Cette explication fait de l’imaginaire quelque chose avec assez de contenu pour n’être pas sans signification et, en même temps, pas trop, pas au point où il prévient le chercheur de s’attendre à trouver des données inattendues. Et que peut-on demander de plus d’un concept ?

Alain a dit, aussi, que c’est les temps d’avancer d’une analyse statique des imaginaires à une analyse plus ouverte de « le processus du partage de l’image, et de sa dynamique collective, qui doit nourrir de nouveaux champs de recherche, après que sa distribution statique a été profondément étudiée.

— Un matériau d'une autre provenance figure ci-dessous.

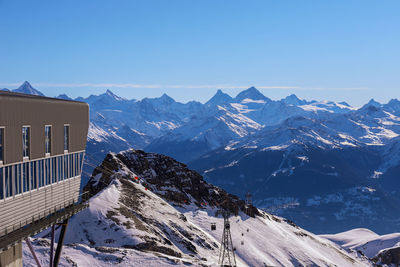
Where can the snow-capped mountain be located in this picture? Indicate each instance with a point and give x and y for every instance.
(26, 88)
(328, 174)
(149, 209)
(384, 250)
(326, 165)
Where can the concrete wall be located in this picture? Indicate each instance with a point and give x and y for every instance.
(20, 110)
(12, 257)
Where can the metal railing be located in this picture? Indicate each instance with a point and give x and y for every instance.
(68, 207)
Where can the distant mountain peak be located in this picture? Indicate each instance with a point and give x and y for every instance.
(251, 93)
(293, 100)
(64, 96)
(167, 98)
(394, 101)
(111, 94)
(374, 103)
(219, 98)
(26, 88)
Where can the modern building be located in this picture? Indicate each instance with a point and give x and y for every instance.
(42, 147)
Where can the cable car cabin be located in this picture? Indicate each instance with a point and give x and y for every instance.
(42, 146)
(213, 226)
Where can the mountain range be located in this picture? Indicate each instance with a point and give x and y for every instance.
(328, 166)
(148, 209)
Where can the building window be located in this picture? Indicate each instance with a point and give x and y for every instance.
(47, 140)
(66, 138)
(1, 145)
(26, 141)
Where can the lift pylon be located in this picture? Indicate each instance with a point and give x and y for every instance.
(227, 253)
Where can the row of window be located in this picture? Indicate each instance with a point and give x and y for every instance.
(26, 141)
(23, 177)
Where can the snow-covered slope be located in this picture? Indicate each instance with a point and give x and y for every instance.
(151, 210)
(312, 161)
(370, 244)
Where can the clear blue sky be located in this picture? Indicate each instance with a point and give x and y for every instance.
(339, 50)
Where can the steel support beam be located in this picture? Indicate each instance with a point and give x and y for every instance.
(28, 242)
(52, 245)
(60, 242)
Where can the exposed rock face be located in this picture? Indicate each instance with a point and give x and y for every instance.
(170, 179)
(389, 257)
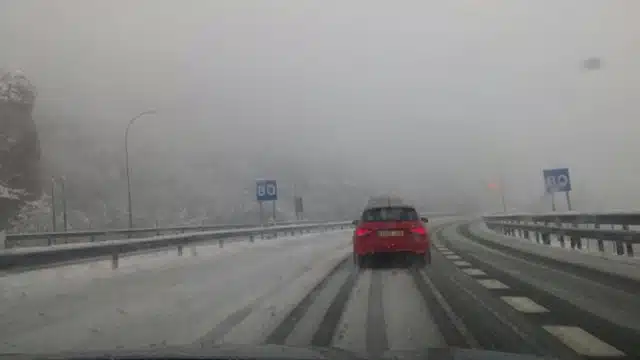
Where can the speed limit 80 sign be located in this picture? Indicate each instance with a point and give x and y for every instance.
(266, 190)
(556, 180)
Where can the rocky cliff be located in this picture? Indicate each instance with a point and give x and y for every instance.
(19, 145)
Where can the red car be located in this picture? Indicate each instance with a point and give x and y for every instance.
(391, 230)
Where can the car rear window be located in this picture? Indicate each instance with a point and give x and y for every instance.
(390, 214)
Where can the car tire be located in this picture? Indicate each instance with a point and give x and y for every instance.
(360, 261)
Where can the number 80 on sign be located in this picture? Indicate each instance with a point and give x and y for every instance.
(266, 190)
(556, 180)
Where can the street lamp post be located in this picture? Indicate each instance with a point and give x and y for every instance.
(128, 170)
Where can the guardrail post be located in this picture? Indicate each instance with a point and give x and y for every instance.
(114, 261)
(560, 235)
(600, 240)
(629, 245)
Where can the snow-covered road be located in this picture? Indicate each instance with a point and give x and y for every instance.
(160, 298)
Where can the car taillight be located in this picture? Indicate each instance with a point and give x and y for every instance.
(419, 231)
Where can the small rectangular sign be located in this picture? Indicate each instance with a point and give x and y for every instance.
(556, 180)
(266, 190)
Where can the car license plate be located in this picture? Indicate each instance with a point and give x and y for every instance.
(390, 233)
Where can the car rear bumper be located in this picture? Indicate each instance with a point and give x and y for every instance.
(369, 249)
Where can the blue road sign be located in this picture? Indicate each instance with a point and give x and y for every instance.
(556, 180)
(266, 190)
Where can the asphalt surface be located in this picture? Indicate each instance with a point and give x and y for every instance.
(305, 291)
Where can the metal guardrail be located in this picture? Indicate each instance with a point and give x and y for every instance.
(53, 238)
(19, 258)
(572, 226)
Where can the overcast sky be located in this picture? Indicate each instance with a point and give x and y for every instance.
(410, 95)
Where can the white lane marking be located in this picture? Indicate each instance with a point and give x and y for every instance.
(461, 263)
(582, 342)
(351, 335)
(524, 304)
(455, 320)
(474, 272)
(409, 323)
(492, 284)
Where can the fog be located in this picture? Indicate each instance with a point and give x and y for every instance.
(432, 100)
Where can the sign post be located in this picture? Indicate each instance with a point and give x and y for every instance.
(557, 180)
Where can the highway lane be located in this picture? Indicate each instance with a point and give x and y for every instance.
(162, 300)
(591, 317)
(300, 291)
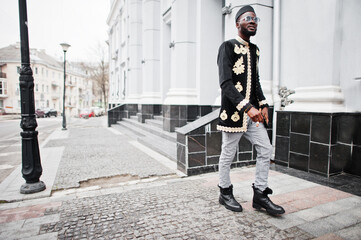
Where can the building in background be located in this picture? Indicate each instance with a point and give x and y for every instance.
(163, 62)
(48, 74)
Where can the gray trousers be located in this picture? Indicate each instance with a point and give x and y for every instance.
(257, 136)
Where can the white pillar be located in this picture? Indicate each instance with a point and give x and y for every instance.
(135, 51)
(183, 55)
(151, 53)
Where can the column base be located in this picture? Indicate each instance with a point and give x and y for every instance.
(178, 115)
(148, 111)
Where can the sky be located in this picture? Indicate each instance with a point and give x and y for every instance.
(80, 23)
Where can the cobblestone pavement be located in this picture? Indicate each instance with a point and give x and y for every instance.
(93, 152)
(187, 208)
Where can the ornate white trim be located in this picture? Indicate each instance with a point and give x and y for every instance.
(242, 104)
(263, 102)
(239, 39)
(232, 129)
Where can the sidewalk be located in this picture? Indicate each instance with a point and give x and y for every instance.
(107, 186)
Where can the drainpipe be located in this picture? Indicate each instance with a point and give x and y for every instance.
(276, 67)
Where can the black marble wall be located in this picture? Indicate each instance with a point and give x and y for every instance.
(175, 116)
(148, 111)
(324, 143)
(199, 146)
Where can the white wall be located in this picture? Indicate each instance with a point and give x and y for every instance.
(350, 60)
(307, 42)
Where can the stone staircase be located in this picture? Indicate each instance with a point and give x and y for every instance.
(151, 134)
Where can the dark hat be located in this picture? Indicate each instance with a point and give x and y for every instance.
(244, 9)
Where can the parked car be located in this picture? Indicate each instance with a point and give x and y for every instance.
(50, 112)
(86, 113)
(39, 113)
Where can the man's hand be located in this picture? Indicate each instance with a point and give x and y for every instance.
(265, 114)
(255, 115)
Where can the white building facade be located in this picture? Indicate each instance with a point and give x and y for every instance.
(163, 53)
(48, 76)
(164, 62)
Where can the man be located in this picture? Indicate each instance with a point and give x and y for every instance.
(242, 97)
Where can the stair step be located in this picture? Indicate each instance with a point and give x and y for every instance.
(164, 146)
(172, 136)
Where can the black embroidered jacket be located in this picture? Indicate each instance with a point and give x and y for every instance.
(239, 80)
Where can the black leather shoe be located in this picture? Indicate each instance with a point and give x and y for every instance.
(226, 198)
(261, 200)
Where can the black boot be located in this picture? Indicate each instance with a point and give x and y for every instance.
(261, 200)
(226, 198)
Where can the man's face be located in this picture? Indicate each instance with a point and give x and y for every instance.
(248, 28)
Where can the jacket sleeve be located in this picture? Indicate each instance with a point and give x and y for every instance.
(225, 69)
(262, 102)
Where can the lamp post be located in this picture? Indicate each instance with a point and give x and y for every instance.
(65, 47)
(31, 165)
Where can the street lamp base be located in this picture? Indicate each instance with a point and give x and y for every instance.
(28, 188)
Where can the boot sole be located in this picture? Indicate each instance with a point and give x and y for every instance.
(259, 207)
(230, 208)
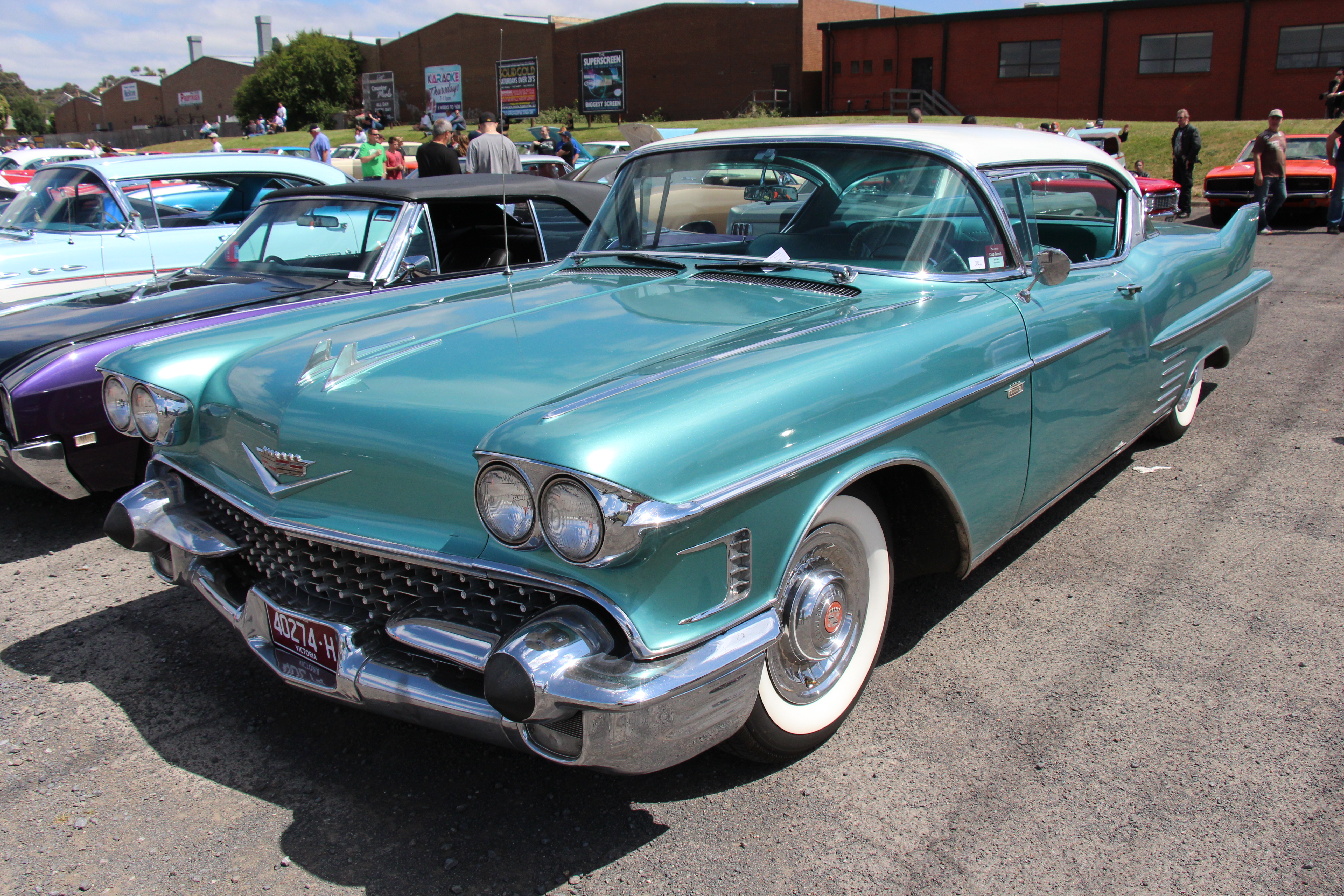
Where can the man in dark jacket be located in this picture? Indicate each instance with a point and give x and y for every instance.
(436, 158)
(1186, 147)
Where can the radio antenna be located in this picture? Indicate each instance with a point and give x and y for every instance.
(509, 269)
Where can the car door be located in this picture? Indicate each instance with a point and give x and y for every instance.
(1087, 335)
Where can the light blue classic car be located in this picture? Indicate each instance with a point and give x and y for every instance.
(104, 222)
(656, 498)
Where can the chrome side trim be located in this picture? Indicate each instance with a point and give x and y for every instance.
(450, 562)
(45, 461)
(1228, 311)
(690, 366)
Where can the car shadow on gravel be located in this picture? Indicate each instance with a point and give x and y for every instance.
(374, 801)
(36, 522)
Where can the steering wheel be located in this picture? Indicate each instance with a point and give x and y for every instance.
(867, 242)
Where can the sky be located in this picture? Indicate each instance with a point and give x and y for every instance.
(53, 42)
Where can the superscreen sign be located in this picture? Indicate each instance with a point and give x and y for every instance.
(603, 82)
(518, 88)
(444, 88)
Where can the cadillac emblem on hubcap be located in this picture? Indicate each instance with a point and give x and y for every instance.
(283, 464)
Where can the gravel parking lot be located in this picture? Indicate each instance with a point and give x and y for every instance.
(1138, 695)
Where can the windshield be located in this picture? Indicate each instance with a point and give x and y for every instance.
(874, 206)
(65, 201)
(319, 237)
(1298, 148)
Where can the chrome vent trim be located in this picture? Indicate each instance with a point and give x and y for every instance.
(786, 283)
(623, 272)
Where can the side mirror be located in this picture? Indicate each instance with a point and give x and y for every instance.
(771, 194)
(1052, 267)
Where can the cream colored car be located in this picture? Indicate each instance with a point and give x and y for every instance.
(346, 158)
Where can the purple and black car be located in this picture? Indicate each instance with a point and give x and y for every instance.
(299, 248)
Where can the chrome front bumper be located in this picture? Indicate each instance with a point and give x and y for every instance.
(44, 461)
(554, 687)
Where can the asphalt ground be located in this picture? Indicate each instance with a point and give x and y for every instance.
(1140, 694)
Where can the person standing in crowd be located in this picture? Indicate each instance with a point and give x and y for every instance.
(373, 156)
(1271, 152)
(394, 167)
(543, 146)
(1186, 147)
(436, 158)
(1334, 96)
(320, 148)
(492, 152)
(1335, 152)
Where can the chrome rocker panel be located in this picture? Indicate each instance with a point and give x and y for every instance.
(636, 717)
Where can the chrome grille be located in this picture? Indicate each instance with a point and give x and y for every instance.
(349, 586)
(624, 272)
(787, 283)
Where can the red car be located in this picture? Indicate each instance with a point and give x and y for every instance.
(1310, 179)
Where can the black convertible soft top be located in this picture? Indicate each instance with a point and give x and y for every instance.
(585, 198)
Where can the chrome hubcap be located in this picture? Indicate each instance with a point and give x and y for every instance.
(824, 604)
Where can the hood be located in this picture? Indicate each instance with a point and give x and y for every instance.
(26, 327)
(433, 378)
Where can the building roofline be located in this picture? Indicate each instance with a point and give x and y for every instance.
(1027, 13)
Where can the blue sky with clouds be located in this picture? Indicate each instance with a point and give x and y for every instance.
(50, 42)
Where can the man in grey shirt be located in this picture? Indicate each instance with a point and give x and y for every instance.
(492, 152)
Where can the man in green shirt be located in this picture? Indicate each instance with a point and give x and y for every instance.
(372, 156)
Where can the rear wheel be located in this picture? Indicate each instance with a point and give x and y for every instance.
(1175, 424)
(837, 598)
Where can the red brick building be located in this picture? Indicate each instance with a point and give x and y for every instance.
(689, 60)
(1128, 60)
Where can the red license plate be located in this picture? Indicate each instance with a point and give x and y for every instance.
(316, 643)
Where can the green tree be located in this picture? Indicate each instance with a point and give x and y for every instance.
(315, 76)
(29, 117)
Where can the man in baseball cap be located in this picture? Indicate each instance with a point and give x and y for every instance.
(320, 150)
(1271, 152)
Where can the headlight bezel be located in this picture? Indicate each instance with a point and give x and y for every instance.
(542, 516)
(529, 535)
(174, 412)
(628, 518)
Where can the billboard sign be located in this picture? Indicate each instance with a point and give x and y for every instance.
(443, 89)
(381, 95)
(518, 88)
(603, 82)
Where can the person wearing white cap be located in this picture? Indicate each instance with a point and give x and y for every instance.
(1271, 151)
(320, 150)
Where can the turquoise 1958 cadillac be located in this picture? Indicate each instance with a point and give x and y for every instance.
(655, 498)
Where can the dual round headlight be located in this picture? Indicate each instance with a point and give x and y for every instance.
(572, 520)
(144, 409)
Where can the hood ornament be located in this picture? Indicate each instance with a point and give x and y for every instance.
(272, 464)
(351, 363)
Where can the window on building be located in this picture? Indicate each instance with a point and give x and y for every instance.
(1311, 46)
(1029, 60)
(1168, 53)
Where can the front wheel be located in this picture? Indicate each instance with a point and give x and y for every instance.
(835, 608)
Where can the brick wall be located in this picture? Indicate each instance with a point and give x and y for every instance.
(217, 80)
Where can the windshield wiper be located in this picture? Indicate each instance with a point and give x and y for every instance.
(842, 273)
(626, 256)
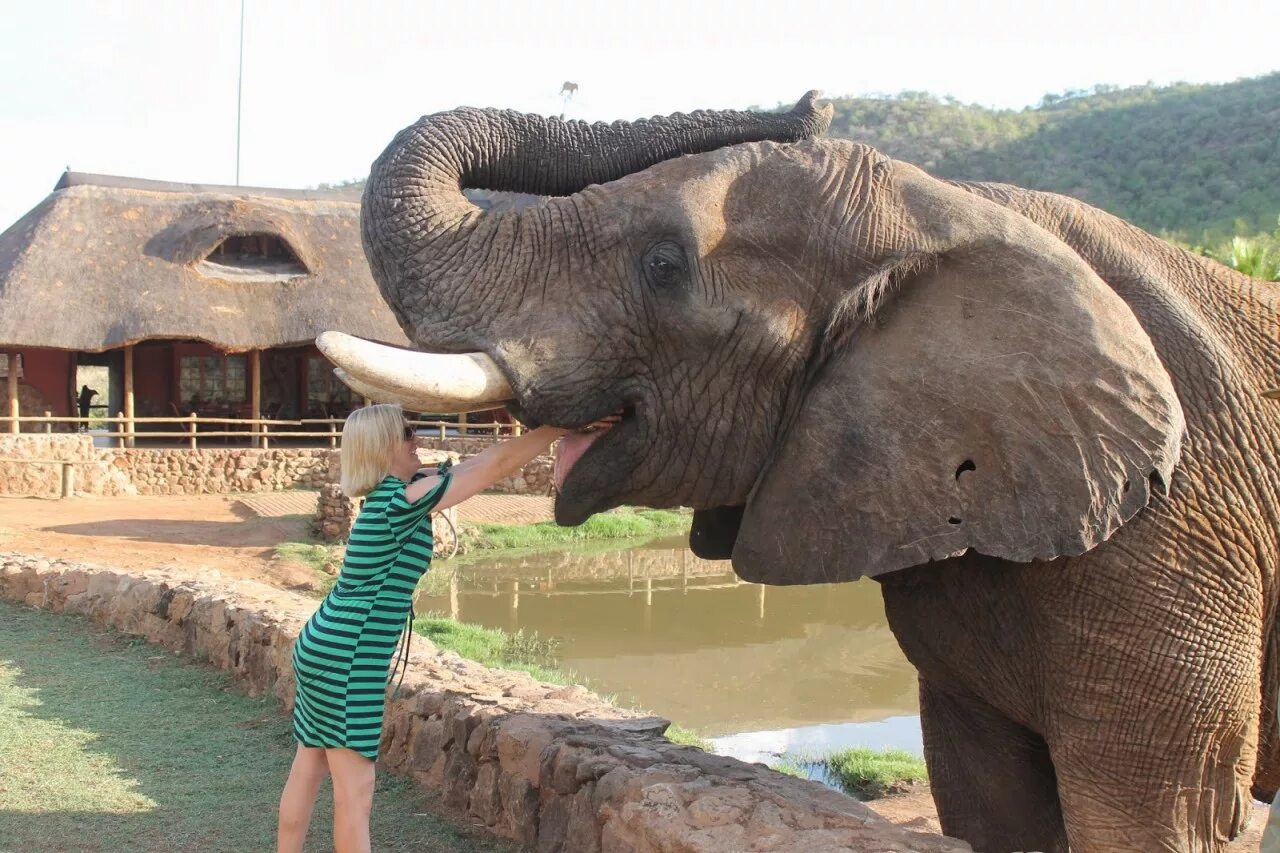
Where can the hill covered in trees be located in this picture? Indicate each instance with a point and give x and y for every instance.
(1197, 163)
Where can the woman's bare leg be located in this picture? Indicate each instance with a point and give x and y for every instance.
(310, 767)
(352, 799)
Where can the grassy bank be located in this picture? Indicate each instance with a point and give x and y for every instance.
(110, 744)
(624, 523)
(521, 652)
(859, 772)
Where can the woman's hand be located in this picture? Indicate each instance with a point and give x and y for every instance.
(608, 422)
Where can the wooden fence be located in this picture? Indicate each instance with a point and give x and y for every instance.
(257, 432)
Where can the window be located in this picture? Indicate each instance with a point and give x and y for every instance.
(213, 379)
(327, 396)
(4, 365)
(252, 258)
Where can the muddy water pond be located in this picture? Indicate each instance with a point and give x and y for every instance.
(758, 670)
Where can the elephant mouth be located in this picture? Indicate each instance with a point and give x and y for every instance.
(429, 382)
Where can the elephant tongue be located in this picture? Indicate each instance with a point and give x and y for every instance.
(571, 448)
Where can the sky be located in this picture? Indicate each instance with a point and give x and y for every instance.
(149, 87)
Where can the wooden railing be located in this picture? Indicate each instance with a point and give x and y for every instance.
(259, 432)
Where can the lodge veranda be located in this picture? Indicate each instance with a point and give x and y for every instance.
(200, 306)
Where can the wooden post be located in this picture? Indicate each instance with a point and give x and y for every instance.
(128, 393)
(255, 392)
(13, 392)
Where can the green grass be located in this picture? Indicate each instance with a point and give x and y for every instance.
(868, 774)
(110, 744)
(624, 523)
(522, 652)
(790, 767)
(492, 647)
(688, 738)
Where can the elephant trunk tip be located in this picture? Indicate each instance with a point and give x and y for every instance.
(814, 117)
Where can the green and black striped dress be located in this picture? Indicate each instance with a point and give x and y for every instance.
(342, 657)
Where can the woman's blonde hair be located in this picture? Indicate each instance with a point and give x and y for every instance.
(369, 439)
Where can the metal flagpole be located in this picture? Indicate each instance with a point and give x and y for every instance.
(240, 86)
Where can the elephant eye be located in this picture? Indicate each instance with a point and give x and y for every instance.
(664, 265)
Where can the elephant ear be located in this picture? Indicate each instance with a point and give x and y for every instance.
(1004, 398)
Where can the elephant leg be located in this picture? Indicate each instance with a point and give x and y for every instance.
(992, 779)
(1144, 792)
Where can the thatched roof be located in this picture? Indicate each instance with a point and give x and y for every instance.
(105, 261)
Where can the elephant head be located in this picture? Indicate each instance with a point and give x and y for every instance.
(842, 364)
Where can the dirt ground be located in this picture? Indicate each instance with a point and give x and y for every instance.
(914, 810)
(205, 532)
(219, 532)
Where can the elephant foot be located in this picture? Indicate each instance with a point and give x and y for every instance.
(992, 780)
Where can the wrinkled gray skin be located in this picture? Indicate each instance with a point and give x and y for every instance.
(1037, 425)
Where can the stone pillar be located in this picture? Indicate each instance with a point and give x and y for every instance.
(13, 392)
(128, 395)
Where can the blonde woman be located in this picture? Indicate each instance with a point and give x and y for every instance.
(342, 657)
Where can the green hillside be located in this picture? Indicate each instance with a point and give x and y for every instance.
(1196, 162)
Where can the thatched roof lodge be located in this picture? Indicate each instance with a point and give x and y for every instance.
(197, 299)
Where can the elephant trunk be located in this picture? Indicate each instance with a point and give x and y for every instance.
(414, 211)
(428, 245)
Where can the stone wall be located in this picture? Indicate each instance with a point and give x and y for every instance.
(40, 468)
(219, 471)
(553, 767)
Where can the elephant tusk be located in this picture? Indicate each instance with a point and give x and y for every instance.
(419, 381)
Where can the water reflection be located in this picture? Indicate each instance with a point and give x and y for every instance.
(781, 667)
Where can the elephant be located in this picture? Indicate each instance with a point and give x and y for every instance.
(1036, 425)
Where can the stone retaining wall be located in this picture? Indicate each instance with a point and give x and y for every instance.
(145, 470)
(336, 512)
(549, 766)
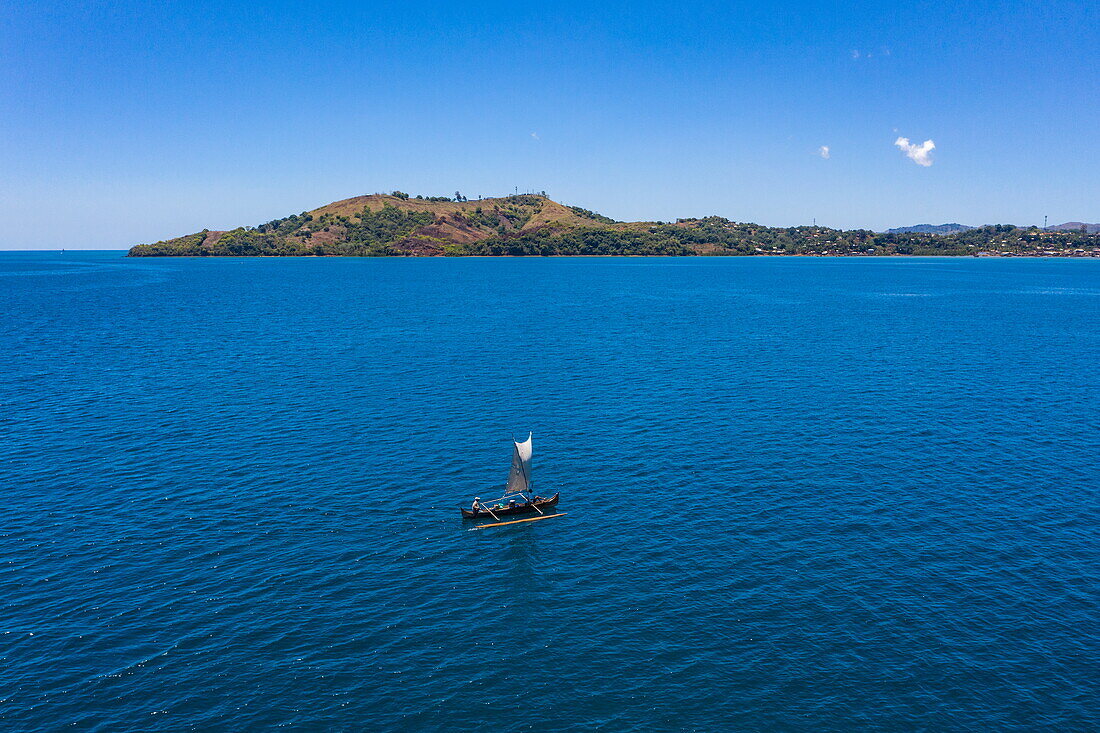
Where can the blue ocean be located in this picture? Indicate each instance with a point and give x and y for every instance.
(822, 494)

Globalement, le problème pourrait être formulé de la manière suivante: comment, avec quel outillage théorique et dialectique, peuvent être conciliées une conception de l’image comme prise de participation, d’abord individuelle, sur ce qui nous échappe, et une conceptions de l’image comme mode de participation collective à ce qui nous unit ? » (216)

C’est ça le boulot qui Alain nous a légué.